処理されるべき入力画像の入力輝度(L_in)(一般性を失いたくないので、マスタHDR画像MAST_HDRであると仮定する)は、画像ピクセルデータ入力部690を介して入力された後、最初に、対応するルマ(例えば、10ビット符号化ルマ)に変換される。そのために、光-電子伝達関数が使用され、それは、一般に、製造業者によって装置に固定される(それは設定変更可能であるが)。
知覚的に均一なOETF(OETF_psy)を利用することは有用である。
以下のOETFが使用される(ルマYn_CC0の出力として定義する)と仮定する。
Yn_CC0=v(L_in;PL_V_in)=log[1+(RHO-1)*power(L_in;p)]/log[RHO] [式3]
ここで、RHOは、式RHO(PL_V_in)=1+32*power((PL_V_in/10,000);p)による入力最大輝度PL_V_inに依存する定数であり、pは、好ましくは、1/(2.4)に等しい冪関数の冪である。

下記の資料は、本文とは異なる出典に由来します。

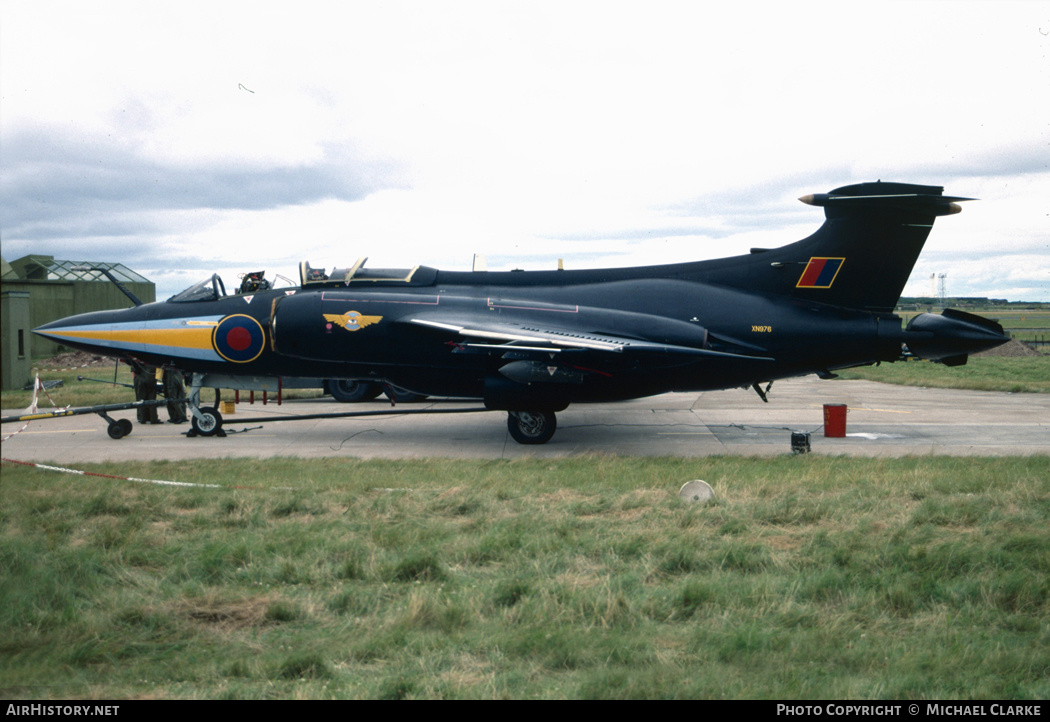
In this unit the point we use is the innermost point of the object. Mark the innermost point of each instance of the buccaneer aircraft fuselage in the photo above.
(533, 342)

入力最大輝度は、入力画像に関連する最大輝度である(それは、必ずしもビデオシーケンスの各画像における最も明るいピクセルの輝度ではなく、画像又はビデオを絶対上限値として特徴づけるメタデータである)。
それは、一般に、設定変更可能であり、PL_V_HDR、例えば2000nitとして第1の最大データ入力部691を介して入力される。それは、他の変形では、さらに、画像通信及び/又は処理システムのための固定値、例えば5000nitであり、それゆえに、光電変換回路601の処理における固定値である(したがって、PL_V_HDRのデータ入力を表す垂直の矢印は、それがすべての実施形態に存在するわけではないので、点線で示されている;白丸は、混合しない重複データバスと混同しないように、このデータ供給の分岐を記号化していることに留意されたい)。
続いて、実施形態によっては、本方法又は色処理装置が特定の視聴環境に最適に適応する開始ルマYn_CCを得るために、輝度マッピング回路602によるさらなる輝度マッピングがある。そのようなさらなる輝度マッピングは、一般に、接続されたディスプレイの特定のディスプレイ最大値輝度PL_Dに画像を事前適合させるためのディスプレイ適応である。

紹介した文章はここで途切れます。